I have followed an example of applying SciKit Learning's machine learning to facial recognition. https://scikit-learn.org/stable/auto_examples/applications/plot_face_recognition.html#sphx-glr-auto-examples-applications-plot-face-recognition-py
I have been able to adapt the example to my own data successfully. However, I am lost on one point:
after preparing the data, training the model, ultimately, you end up with the line: Y_pred = clf.predict(X_test_pca)
This produces a vector of predictions, one per face. What I can't figure out is how to get any confidence measurement to correspond with that.
The classification method is a forced choice, so that each face passed in MUST be classified as one of the known faces, even if it isn't even close.
How can I get a number per face that will reflect how well the result matches the known face?
It seems like you are looking for the .predict_proba()
method of the scikit-learn
estimators. It returns the probabilities of possible outcomes instead of a single prediction.
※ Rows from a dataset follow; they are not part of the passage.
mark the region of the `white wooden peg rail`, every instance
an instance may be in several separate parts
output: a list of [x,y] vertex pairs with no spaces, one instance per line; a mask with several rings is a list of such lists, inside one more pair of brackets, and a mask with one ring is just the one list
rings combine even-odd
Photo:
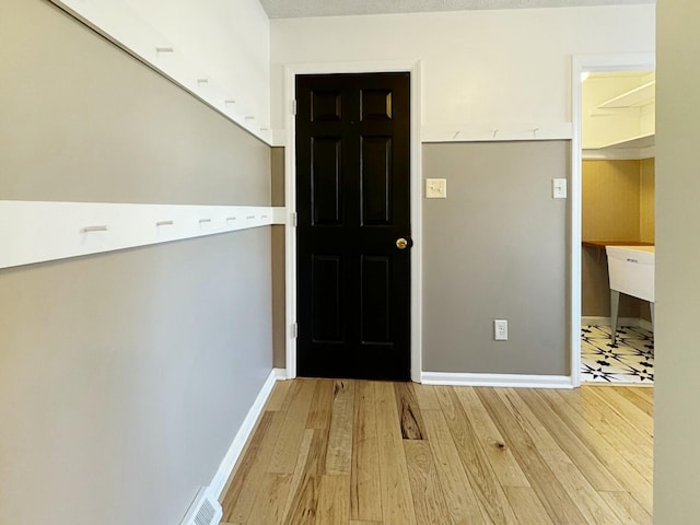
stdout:
[[0,200],[0,268],[285,222],[272,207]]

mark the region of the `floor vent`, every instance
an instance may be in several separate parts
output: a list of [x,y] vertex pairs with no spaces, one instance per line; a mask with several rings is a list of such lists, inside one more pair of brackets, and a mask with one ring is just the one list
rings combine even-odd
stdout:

The example you are referring to is using an SVC
. It is a little special in regard to this function as it states:
The model need to have probability information computed at training time: fit with attribute
probability
set to True.
So, if you are using the same model as in the example, instantiate it with:
SVC(kernel='rbf', class_weight='balanced', probability=True)
and use .predict_proba()
instead of .predict()
:
y_pred = clf.predict_proba(X_test_pca)
This returns an array of shape (n_samples, n_classes), i.e. the probabilities for each class for each sample. Accessing the probabilities for class k
could then be done by calling y_pred[k]
for example.